Quando si ascolta un quartetto d'archi di rara bravura tutto questo si manifesta chiaramente e l'immaginario si trasforma in realtà. Ieri sera per il Festival Pianistico Arturo Benedetti Michelangeli di Brescia e Bergamo è successo; era di scena, ospite per la prima volta, il Quartetto di Cremona (Cristiano Gualco, Paolo Andreoli, Simone Gramaglia e Giovanni Scaglione) che semplicemente ha saputo magnetizzare l'atmosfera con le intense performance snocciolate nell'esecuzione dei Quartetti in la minore op.132 e in si bemolle Maggiore op.133 di Ludwig van Beethoven.
E' stato quindi possibile farsi affascinare dal "Molto Adagio" del 132, rarefatto – ma non per questo inespressivo dilatato e al limite della percezione uditiva, magico e ipnotizzante; o farsi trascinare dai tempi allegri, scherzosi o pervasi da una veemente verve dettata dalla intesa perfetta dei componenti.
La difficilissima "gran fuga" finale del 133, dal ritmo incessante e persecutorio, ha registrato qualche incertezza d'insieme (confessata prima del bis dal primo violino), ampiamente perdonata dal pubblico entusiasta.

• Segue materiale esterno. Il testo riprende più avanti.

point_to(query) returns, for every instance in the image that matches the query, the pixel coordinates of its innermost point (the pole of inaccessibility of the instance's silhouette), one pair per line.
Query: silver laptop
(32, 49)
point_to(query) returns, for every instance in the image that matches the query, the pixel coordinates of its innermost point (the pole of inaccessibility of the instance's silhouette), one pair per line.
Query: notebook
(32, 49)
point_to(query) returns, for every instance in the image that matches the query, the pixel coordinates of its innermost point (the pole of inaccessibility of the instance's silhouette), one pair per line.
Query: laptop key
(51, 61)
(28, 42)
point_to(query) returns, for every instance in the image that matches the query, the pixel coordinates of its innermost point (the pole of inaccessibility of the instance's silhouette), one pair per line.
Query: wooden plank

La ciliegina sulla torta (il bis) è stata l'esecuzione di una fuga di Bach tratta dal "Clavicembalo ben temperato" e trascritta per quartetto da Wolfgang Amadeus Mozart. Una serata da ricordare.
Martedi 15 maggio alle ore 20,45 sarà la volta dell'Orchestre National de France diretta da Kurt Masur che eseguirà la Sinfonia n.5 in do minore op.67 di Beethoven e la Sinfonia in Do Maggiore D 944 "La Grande" di Franz Shubert.